Modern Jewish Thought and Theology
Jewish philosophy and thought in modern times; modern Jewish religious movements
The Modern Jewish Thought and Theology division encourages papers and panels offering new theoretical perspectives (e.g., affect theory) on canonical materials; addressing the work of figures from less-studied areas such as Eastern Europe and the Middle East; emerging from interdisciplinary lenses such as religion and economics; reflecting upon the relationship between scholar and material.
Pedagogy and Professional Practice
The Pedagogy and Professional Practice Division seeks proposals on issues or themes relevant to the theory and practice of teaching within Jewish Studies.
The division generates scholarly conversation about teaching in the classroom, curriculum development, and the study of teaching and learning.
The division generates scholarly conversation about teaching in the classroom, curriculum development, and the study of teaching and learning.
Research in the scholarship of teaching and learning, teaching a particular text or subject in Jewish Studies, issues of identity in Jewish Studies classrooms, technologies and practices in the classroom, language pedagogy.
Rabbinic Literature and Culture
The Rabbinic Literature and Culture division seeks various types of submissions (papers, panels, method workshops (in pedagogy or research), roundtables, seminars) that foreground the texts produced by the rabbis who were active between the first and eighth centuries CE.
Text critical interpretation of local and global phenomena in one or several rabbinic works; methodological reflections; comparative study; reception history; rabbinics pedagogy; critical interventions from race studies, gender studies, animal studies, disability studies and other theoretical discourses; history of the book; historiography of the field; rabbinics and digital humanities.
The Sephardi-Mizrahi Studies Division welcomes proposals that explore all aspects of the histories, cultures, languages, politics, literary and intellectual creation, social formations, class dynamics, racial configurations, religious practices, arts and music, and diverse expressions of gender, sexuality, and disability among Sephardic and Mizrahi Jews.

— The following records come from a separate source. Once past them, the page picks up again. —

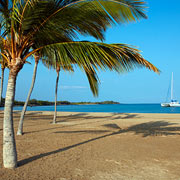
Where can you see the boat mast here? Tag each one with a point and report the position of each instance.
(172, 87)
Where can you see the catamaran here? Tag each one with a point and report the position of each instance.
(173, 103)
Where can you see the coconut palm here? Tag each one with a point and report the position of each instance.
(48, 25)
(20, 126)
(3, 66)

This year, we are especially interested in panel submissions that: explore, interrogate, or challenge the meanings associated with terms like “Sephardi,” “Mizrahi,” and other related categories like “Ashkenazi;” that situate Sephardi and Mizrahi Jews in conversation with each other, with other Jewish communities, and with neighboring societies and states; that seek to integrate, incorporate, or normalize Sephardi/Mizrahi studies within the broader context of Jewish Studies; or that challenge, revise, or overturn dominant narratives and scholarly paradigms in Jewish Studies by centering the perspectives and experiences of Sephardi and Mizrahi Jews.

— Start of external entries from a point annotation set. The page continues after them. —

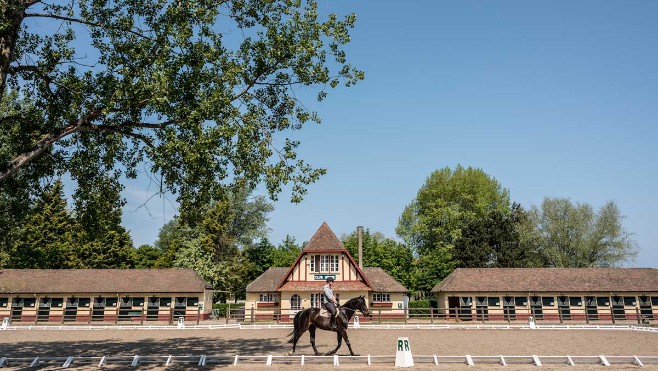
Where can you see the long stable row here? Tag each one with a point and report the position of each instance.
(336, 360)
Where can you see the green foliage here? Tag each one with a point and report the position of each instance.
(147, 256)
(433, 224)
(44, 241)
(219, 246)
(575, 236)
(197, 95)
(495, 241)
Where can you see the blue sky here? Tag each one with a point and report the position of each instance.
(553, 99)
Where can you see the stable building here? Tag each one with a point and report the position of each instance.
(107, 295)
(282, 292)
(550, 294)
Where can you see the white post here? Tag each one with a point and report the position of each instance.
(403, 357)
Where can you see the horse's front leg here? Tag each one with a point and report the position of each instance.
(339, 339)
(311, 332)
(343, 333)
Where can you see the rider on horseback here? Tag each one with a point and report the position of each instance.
(330, 301)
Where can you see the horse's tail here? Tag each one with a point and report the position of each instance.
(295, 332)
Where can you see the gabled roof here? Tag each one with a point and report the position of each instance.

Social science approaches to global and transnational Jewish communities, including but not limited to sociology, anthropology, religious studies, sociolinguistics, communication and media studies, gender/sexuality studies, science and technology studies, political science, social psychology, with a special emphasis on ethnography.

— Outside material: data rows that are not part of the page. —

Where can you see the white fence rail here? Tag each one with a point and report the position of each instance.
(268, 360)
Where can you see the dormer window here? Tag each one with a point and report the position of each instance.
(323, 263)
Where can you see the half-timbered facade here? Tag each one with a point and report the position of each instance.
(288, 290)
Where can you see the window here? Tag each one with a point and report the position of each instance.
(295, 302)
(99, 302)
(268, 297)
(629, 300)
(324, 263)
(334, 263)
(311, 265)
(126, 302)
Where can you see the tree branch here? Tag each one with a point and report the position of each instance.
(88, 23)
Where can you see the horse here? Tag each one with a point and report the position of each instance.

The social science division welcomes proposals that engage intersectional approaches to Jewish communities in their wider cultural and political contexts. Proposals engaging with social theory, lived religion approaches, and marginalized communities are especially encouraged.
Yiddish studies; Yiddish literature and its history; Yiddish culture
This year, we are especially interested in papers and panels that explore: Yiddish archives and institutions; Yiddish aesthetics; Yiddish, gender, and the canon; Yiddish engagements with theories of ethnicity and race.